Jim Rutenberg, a Times reporter whose work about the Hagel nomination has been criticized here for dwelling on the anonymous funding of Hagel opponents without mentioning the anonymous funding of groups paying Senator Hagel, or other groups that are not conservative, bends over backward today in a front-page profile of Hagel opponent Michael Goldfarb to appear evenhanded. He mentions "the Emergency Committee for Israel, an anonymously financed group that advertises against President Obama and Congressional Democrats as insufficiently supportive of Israel." But he also mentions "the anonymously financed liberal blog ThinkProgress that frequently attacks the Kochs."

It appears as though Mr. Rutenberg is being fair, mentioning the anonymously funded nature of both liberal and conservative groups. But the article also mentions two other anonymously financed liberal publications, the Nation and the Columbia Journalism Review, without mentioning the anonymously financed nature of either one of them. So even when it's trying to appear fair, the Times can't seem to avoid the reflex to describe conservative groups as "anonymously financed," while omitting that description in the case of other left-leaning groups and publications.
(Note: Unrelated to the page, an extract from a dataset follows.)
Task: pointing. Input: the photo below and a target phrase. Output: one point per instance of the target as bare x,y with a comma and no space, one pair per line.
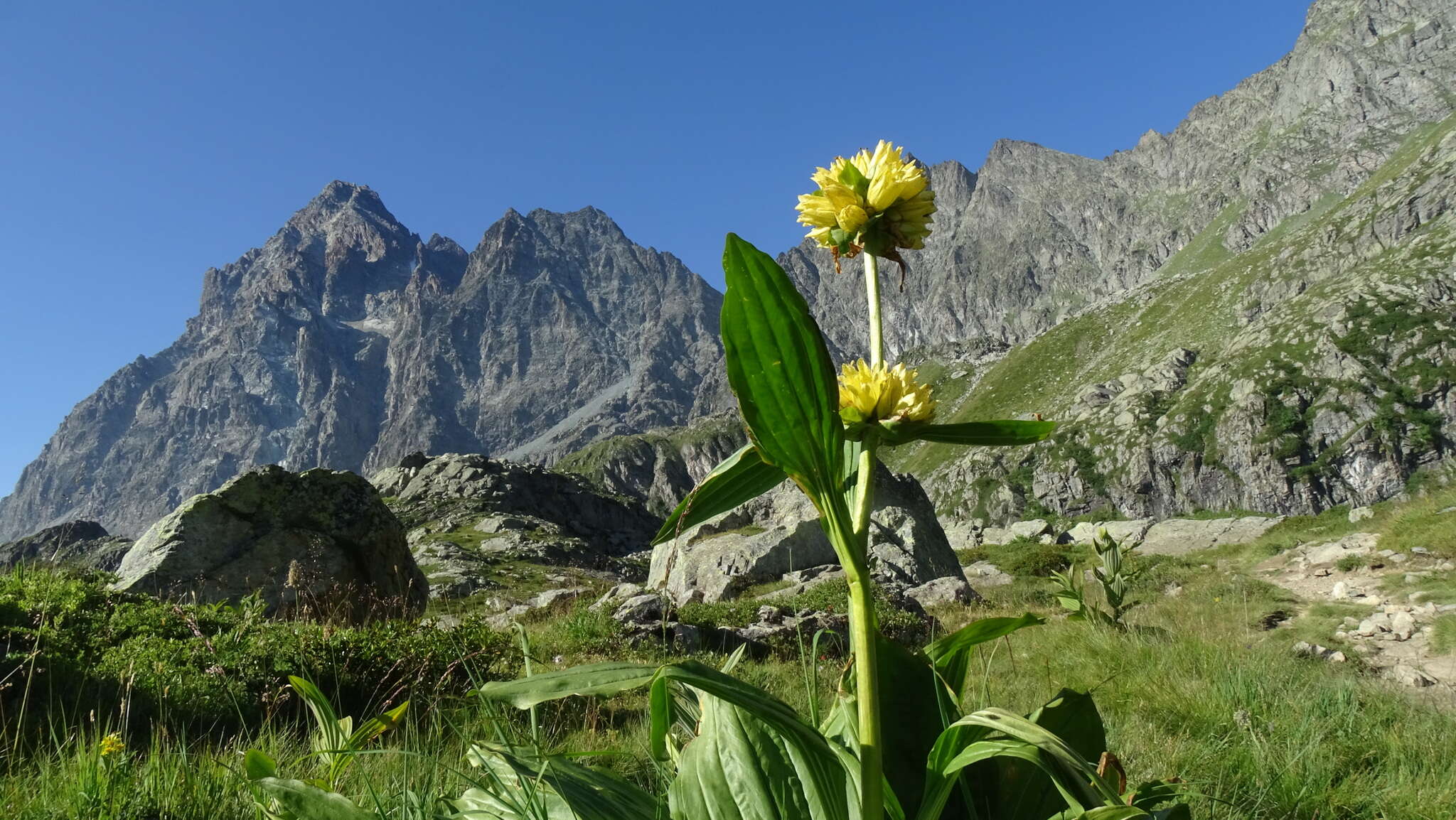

The inconsistency is grating; the Times should either describe all such groups as anonymously funded or none of them, rather than applying the description at the whim of the reporter and leaving readers to speculate about the motivation for including the description in some cases and omitting it in others.

 

Bloomberg Is 26th Possible Globe Buyer

February 22, 2013 at 1:54 am

The comments section of yesterday's post here on 25 potential buyers of the Boston Globe mentioned a 26th possible buyer: Michael Bloomberg and his Bloomberg, L.P.

Some reasons why that would make sense: He's a native of the Boston area. The Bloomberg wire reportedly broke the news of sale, which might indicate that Bloomberg was approached as a potential buyer before the New York Times Company, the Globe's current owner, announced it publicly. The Times Company hired Evercore to advise on the sale, and Evercore is the same firm that McGraw Hill used to sell Businessweek to Bloomberg. Finally, suppose that at least some members of the Times extended family want to diversify their assets into more lucrative investments by eventually selling not just the Globe but the Times itself. Mr. Bloomberg is one of the few buyers out there who is both deep-pocketed and ideologically acceptable. Seeing how Bloomberg does with the Globe would be a kind of trial run; if he doesn't embarrass himself, a sale of the Times could come three years down the road.

Some reasons why that would not make sense: Mr. Bloomberg's ties to the Boston area are weaker since the death in 2011 of his mother, who lived in Medford. If Mr. Bloomberg were approached by Evercore and were actually interested, he would just buy the thing rather than going public with a news article and potentially alerting other interested buyers. Bloomberg is a financial news and information company, not a general interest one, and if it is going to buy a newspaper, the Financial Times would be a better fit. Finally, while Mr. Bloomberg might be interested in someday buying the New York Times, he has a big enough ego that he'd find the idea of a Boston Globe test to be insulting, beneath him.